12. After determining the state with the most significant relationship to the matter, "the court then applies that information to factors set out in section 6(2) of the Restatement, such as the interstate system's needs, the various states' respective interests in the issue, the protection of the reasonable expectations, and that provision of uniform, predictable results." Rutherford v. FIA Card Services, N.A., No. CV 11-04433 DDP (MANx), 2012 WL 5830081, at *4 (C.D. Cal. Nov. 16, 2012). Because the Section 188(2) factors weigh in favor of applying Florida law, the section 6(2) factors also weigh in favor of Florida law. Id. (concluding that because the section 188(2) factors weighed in favor of California, the section 6(2) factors favored application of California law).
13. Some Ninth Circuit courts are divided as to whether Rule 9(b) applies to negligent misrepresentation claims generally, but courts consistently have found that where the plaintiff's claim sounds in fraud, Rule 9(b) applies. See McNeil v. Wells Fargo Bank, N.A., No. 13-5519 S.C. 2014 U.S. Dist. LEXIS 165464, at * 3 (N.D. Cal. Nov. 25, 2014) (citing Vess v. Ciba-Geigy Corp. USA, 317 F.3d 1097, 1103 (9th Cir. 2003))(holding that a claim "sounds in fraud where a plaintiff `allege[s] a unified course of fraudulent conduct and rel[ies] entirely on that course of conduct as the basis of a claim.'"). The FAC alleges that Defendants acted knowingly and with oppression, fraud, or malice, and relies on this as the basis of the negligent misrepresentation claim.

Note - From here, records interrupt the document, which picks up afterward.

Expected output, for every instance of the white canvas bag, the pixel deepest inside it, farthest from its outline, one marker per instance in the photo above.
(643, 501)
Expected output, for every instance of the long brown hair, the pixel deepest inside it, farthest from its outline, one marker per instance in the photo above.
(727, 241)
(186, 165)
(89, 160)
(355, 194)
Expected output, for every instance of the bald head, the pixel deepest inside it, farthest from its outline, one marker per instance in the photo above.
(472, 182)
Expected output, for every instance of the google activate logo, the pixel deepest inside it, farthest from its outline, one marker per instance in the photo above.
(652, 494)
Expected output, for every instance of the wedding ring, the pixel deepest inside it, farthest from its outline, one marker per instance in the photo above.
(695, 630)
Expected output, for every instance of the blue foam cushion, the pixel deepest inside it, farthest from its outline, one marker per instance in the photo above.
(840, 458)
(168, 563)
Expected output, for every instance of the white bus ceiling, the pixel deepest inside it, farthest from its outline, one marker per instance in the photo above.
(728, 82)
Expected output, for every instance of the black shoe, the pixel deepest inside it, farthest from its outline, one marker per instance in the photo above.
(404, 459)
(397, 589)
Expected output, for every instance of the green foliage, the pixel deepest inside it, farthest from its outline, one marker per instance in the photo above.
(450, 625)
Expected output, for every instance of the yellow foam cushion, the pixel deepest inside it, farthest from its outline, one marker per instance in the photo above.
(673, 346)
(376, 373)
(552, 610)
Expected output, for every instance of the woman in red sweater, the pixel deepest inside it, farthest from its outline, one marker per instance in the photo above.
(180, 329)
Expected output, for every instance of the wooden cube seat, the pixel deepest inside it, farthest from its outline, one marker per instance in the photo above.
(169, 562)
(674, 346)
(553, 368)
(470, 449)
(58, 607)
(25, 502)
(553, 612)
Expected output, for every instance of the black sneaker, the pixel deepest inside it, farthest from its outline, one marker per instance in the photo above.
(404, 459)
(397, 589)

FAC ¶¶ 25-27. Thus, this claim is analyzed under Rule 9(b) per California law.
14. For example, Plaintiff alleges that "[i]n some cases, a $19,000 payment turned into 0 or $5,000 turned into $500." FAC ¶ 20. Plaintiff's independent investigations show that "there were many payments of twenty-thousand dollars ($20,000.00) gross per specimen paid to defendants that were never accounted for or paid to Plaintiff." Id.

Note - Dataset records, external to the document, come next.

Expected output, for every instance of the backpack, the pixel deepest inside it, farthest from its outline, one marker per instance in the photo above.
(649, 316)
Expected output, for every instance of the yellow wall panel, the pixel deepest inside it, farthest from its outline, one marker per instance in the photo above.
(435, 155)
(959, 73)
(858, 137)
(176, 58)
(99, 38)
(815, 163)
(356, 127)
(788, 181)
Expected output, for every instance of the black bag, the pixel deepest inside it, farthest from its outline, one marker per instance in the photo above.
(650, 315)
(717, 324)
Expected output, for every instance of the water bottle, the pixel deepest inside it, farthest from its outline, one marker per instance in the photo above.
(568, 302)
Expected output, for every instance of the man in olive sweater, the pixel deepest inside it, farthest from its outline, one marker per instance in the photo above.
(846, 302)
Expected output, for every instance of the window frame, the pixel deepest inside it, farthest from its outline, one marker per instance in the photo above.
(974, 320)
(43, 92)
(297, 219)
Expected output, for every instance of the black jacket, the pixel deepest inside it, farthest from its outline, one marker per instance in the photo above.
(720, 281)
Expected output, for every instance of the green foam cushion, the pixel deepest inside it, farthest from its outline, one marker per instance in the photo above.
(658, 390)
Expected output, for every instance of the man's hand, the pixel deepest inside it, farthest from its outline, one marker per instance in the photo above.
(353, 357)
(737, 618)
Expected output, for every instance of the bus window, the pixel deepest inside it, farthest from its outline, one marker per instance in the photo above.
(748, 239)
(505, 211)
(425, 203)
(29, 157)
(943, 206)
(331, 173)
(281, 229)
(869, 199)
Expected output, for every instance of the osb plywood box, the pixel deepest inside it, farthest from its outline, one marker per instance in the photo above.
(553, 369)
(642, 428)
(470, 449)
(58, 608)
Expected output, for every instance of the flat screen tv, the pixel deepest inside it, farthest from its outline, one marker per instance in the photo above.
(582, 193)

15. Defendants argue that it is unclear whether Plaintiff alleges a breach of an implied in fact contract, or breach of an implied of law contract. Mot. at 15:21-23. However, because Plaintiff asserts a breach of an implied in law contract through its unjust enrichment claim, it is apparent to the Court that Plaintiff here asserts a claim for breach of an implied in fact contract. See Commerce P'ship 8098 Ltd. P'ship v. Equity Contracting Co., Inc., 695 So.2d 383 (Fla. Dist. Ct. App. 1997) (citations omitted) (stating that Florida courts synonymously use the term unjust enrichment "[t]o describe the cause of action encompassed by a contract implied in law").
16. Plaintiff incorporates the following inconsistent facts in its claim for breach of oral contract: "[a]s of August 2017 defendants had paid plaintiff one hundred seventy thousand dollars ($170,000) for approximately 600 specimens. This established an average price/specimen of $283.33 that defendants promised to pay plaintiff" and "defendants promised to pay plaintiff 50% of net payment received (less 30% on hospital fees) and then 50% of the remainder; and from which defendant also deducted $150.00 per paid sample." FAC ¶¶ 30, 34.